By definition, love always looks away from self to the other, valuing them for themselves, not for what they can do for us. It is humility in action.

For love to be durable, we must take as a given that people have inherent worth and are therefore to be treated with dignity and respect – whether we feel like loving or not.

We know this in our bones. Look at the Ten Commandments: it’s basically a value statement, telling us to honour God and our neighbours because they are valuable; God as the source of all value, and others because they are His creation. As they say, God doesn’t make junk.

I’m told not to steal: why? Because to take what is another’s is to say that my wants matter more. I devalue them.

If we are all just accidents, the products of blind natural forces, we are no more significant than a rock or a tree and our sense of value is just in our heads.

But… we’re not accidents.

Faith and Weakness

Have you ever felt, “if only I could believe better, if only I had more faith”?

It’s like saying wishing you wish you trusted the seatbelts in your car better. But you’re going to go for a drive anyways.

Faith is not concerned with your ability to do anything at all, but in the integrity of what you trust. Whether I think so or not, my seatbelts are strong, and I go driving as if they were. Same with God: I rest not in my ability to believe, but in the Person I’m trusting.

There is rest and a tremendous sense of relief in this. Even when I blow it, even when a thousand voices in my head shout that I’m a failure, I can rest. He (not I) is God; I’m not saved, nor do I serve out of my own ability, but on His. In myself, I feel desperately inadequate. With Him, anything’s possible.
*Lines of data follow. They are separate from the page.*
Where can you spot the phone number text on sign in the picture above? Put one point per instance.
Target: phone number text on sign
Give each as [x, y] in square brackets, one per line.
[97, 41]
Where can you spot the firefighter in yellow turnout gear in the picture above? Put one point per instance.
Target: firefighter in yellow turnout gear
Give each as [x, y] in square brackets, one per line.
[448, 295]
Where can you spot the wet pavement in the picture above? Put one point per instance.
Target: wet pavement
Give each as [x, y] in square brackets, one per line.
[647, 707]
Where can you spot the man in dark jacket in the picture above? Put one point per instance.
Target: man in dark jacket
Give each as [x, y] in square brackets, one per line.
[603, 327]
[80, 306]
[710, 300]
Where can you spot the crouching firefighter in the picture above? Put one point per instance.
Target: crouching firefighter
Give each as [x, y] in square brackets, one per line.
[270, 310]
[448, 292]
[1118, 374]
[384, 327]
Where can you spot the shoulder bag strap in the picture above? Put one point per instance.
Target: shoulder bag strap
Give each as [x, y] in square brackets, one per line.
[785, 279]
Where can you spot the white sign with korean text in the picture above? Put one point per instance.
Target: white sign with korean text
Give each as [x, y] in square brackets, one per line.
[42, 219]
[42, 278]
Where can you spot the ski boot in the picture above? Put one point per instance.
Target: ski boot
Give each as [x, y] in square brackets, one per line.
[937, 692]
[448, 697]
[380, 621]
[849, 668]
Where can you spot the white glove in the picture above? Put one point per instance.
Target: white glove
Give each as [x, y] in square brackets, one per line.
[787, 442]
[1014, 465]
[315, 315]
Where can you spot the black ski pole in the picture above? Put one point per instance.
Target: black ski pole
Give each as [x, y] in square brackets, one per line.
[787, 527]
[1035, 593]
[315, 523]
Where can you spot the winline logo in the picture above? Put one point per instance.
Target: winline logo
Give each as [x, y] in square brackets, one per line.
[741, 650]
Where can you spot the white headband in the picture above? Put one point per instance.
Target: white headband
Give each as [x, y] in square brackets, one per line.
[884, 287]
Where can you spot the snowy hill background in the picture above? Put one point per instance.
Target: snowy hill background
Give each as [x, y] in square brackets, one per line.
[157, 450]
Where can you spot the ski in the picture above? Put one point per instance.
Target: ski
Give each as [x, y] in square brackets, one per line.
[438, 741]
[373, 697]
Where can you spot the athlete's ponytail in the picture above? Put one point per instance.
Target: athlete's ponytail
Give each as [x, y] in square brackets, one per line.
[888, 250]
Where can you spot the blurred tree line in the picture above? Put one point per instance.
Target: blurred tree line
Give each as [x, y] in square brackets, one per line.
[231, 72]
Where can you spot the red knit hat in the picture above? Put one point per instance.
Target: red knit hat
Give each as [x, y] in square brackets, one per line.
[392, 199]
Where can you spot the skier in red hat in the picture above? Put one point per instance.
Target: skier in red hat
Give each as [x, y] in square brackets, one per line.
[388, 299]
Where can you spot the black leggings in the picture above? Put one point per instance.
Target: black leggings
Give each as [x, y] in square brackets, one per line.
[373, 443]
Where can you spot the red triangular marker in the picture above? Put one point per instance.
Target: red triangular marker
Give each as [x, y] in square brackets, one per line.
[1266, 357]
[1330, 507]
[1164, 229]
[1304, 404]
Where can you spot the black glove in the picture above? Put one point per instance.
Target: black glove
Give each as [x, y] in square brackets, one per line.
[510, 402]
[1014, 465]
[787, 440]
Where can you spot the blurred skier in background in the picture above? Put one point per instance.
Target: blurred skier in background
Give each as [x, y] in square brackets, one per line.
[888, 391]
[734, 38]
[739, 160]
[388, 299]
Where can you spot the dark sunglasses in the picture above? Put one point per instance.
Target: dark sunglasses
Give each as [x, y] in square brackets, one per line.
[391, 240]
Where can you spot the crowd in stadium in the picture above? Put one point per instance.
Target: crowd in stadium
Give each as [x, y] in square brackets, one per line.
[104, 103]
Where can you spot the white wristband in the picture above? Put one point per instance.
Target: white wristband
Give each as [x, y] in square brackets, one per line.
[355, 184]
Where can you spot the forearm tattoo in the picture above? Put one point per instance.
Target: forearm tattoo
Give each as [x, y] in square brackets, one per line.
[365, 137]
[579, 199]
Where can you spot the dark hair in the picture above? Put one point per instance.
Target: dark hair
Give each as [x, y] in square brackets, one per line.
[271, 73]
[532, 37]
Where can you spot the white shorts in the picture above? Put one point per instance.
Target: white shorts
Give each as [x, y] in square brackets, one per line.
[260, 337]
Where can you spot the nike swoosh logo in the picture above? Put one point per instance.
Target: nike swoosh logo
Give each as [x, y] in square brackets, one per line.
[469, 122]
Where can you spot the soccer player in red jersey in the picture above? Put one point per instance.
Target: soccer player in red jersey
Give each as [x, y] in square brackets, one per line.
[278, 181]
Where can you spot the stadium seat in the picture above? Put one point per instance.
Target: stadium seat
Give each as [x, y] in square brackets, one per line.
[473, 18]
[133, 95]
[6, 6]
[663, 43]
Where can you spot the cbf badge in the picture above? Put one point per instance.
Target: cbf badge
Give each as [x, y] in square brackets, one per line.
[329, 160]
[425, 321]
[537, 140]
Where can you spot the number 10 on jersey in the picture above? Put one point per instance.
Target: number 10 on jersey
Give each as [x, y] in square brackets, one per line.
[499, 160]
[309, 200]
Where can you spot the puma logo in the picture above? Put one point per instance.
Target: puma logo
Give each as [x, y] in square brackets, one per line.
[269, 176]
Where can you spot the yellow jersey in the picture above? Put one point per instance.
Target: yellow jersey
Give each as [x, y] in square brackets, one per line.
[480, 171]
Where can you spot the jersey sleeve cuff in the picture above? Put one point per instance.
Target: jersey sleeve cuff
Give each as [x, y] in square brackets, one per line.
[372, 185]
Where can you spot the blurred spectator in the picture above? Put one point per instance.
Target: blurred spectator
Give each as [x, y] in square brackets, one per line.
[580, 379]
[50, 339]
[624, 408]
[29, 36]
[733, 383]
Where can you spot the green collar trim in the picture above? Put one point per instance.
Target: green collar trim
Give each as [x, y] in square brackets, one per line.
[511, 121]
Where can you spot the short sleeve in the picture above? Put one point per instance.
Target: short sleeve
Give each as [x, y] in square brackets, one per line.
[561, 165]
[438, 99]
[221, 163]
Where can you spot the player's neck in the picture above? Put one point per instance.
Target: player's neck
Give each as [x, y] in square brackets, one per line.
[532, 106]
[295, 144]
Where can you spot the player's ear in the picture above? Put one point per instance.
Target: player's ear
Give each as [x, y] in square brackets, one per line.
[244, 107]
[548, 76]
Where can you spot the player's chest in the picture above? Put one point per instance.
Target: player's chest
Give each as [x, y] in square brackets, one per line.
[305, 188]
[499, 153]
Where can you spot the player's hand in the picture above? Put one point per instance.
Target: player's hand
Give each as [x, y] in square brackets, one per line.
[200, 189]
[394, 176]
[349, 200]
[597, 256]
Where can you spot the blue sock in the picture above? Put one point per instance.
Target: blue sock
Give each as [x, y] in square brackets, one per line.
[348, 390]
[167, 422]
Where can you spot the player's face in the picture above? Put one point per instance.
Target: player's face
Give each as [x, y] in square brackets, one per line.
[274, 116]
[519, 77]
And so I lean on Him. I know what a waffling, diffident windbag I can be: but He gives more grace. I worry less what others think of me; I don’t even have to worry about what I think about me. But this self knowledge doesn’t lead to a pathological self-loathing; rather it forces me to consider and claim His work in my life. It’s not about effort or how skillfully I handle my path – it’s all about HIM. And I am secure, valued, and loved.

My weaknesses make me return to Him for this grace and rest. The trick is knowing to go to Him for relief.

It follows then that I need to do what I can to know Him better. Meditate on His word; spend time in prayer. Make a calculated decision to learn all you can; it’s very down to earth. And whatever you do, don’t give yourself religious brownie points for doing so; this is as sensible as eating your vegetables. The rules of relationship apply just as much to God as they do to anyone else: you have to spend time together if you want to get to know a person. You need to live life together.

People Are Precious

We often forget how precious every individual life is.

My mother is in mid to late term Alzheimer’s. A wise, vibrant and compassionate woman has been reduced to a frail shadow of her former self.

Her care has fallen first to my wife, then myself, and my siblings: and it’s getting harder. But if she were to pass, I know I’d move heaven and earth to have just another few minutes to walk her down her sidewalk, to hold a hand and to tell her I love her. She is slipping out of our lives an inch at a time.

We treat people like they will always be with us. They won’t; but the marks we leave on their hearts will follow them into eternity.

What deposits are we leaving in the lives of others? Are we encouraging, affirming (even if in spite of how they may treat us), or do we place things in their paths that they will have to overcome before they can function?

There are enough heart snares in this world. I hope and pray that I’ll not add stumbling blocks to the lives of others, but that I can serve and encourage with the same grace God has given me.

We will not always have the chance to love and encourage. Our neighbours are eternal souls who will be with us for such a short time – we need to make good use of the time we have to deposit into their lives.